I watched Independence Day (1996) twenty years ago. I had cried while watching it,1 because the tentacley mind-invading gooey aliens had traumatised a seven-year-old me.2 So despite the bad reviews, I still decided to watch the sequel Independence Day: Resurgence (2016) (“IDR“) for old times’ sake. But because of the bad reviews, I decided to watch it alone.
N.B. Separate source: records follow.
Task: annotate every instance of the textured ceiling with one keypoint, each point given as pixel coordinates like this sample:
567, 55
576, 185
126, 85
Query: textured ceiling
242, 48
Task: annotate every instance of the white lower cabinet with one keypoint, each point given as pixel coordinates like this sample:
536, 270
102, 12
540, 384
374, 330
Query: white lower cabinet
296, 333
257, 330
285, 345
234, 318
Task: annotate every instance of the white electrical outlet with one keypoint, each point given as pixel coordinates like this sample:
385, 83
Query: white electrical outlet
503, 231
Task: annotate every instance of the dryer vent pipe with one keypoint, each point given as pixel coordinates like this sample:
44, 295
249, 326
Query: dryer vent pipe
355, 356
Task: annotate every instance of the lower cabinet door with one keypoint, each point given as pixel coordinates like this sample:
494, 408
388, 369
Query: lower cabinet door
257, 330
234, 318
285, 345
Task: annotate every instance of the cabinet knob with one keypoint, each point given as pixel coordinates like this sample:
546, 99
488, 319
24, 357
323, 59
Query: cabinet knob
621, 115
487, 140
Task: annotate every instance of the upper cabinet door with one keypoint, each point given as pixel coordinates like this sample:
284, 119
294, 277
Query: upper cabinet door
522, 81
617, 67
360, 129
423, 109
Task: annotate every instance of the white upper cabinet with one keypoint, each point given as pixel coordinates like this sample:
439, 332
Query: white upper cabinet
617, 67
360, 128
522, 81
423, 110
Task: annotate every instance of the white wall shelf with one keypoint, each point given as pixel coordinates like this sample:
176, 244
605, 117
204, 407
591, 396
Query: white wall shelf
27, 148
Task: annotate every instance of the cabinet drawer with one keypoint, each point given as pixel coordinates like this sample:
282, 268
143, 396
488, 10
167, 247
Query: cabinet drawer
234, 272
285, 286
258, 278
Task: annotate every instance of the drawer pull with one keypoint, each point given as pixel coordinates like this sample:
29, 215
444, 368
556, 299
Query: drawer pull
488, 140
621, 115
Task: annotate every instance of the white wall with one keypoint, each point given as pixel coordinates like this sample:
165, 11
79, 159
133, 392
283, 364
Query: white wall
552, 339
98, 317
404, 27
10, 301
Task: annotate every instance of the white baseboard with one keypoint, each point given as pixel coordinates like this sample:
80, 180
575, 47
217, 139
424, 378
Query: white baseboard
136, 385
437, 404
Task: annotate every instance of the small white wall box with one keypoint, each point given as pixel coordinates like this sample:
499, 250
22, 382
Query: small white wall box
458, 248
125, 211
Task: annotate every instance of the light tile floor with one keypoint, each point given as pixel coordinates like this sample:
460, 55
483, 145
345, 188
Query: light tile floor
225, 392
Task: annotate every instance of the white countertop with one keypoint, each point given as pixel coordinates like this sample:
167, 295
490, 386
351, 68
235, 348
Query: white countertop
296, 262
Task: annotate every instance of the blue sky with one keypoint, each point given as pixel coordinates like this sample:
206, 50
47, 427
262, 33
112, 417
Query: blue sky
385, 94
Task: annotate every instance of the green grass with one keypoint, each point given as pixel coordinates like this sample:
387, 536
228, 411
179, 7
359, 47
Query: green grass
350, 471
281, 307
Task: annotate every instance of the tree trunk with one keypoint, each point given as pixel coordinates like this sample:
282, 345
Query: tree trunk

This year, I have already watched five movies alone; I only watched three last year. And as the stigma gives way to normalisation, I realise I really enjoy going solo. Especially when the movies are actionporn flicks. People don’t (and should not) talk during movies. And if the movie is all that brainless, there’s nothing to discuss about it before / after. So really, there is little reason to watch such movies with people. And besides, I don’t want to waste someone else’s time and money on something that has so little objective value. (Yes, I admit that watching such movies are indulgent, and usually, impulsive decisions.)
Subjectively though, I had hoped that my childhood ties to the Independence Day franchise and my love for movies would ameliorate any objective badness of this sequel.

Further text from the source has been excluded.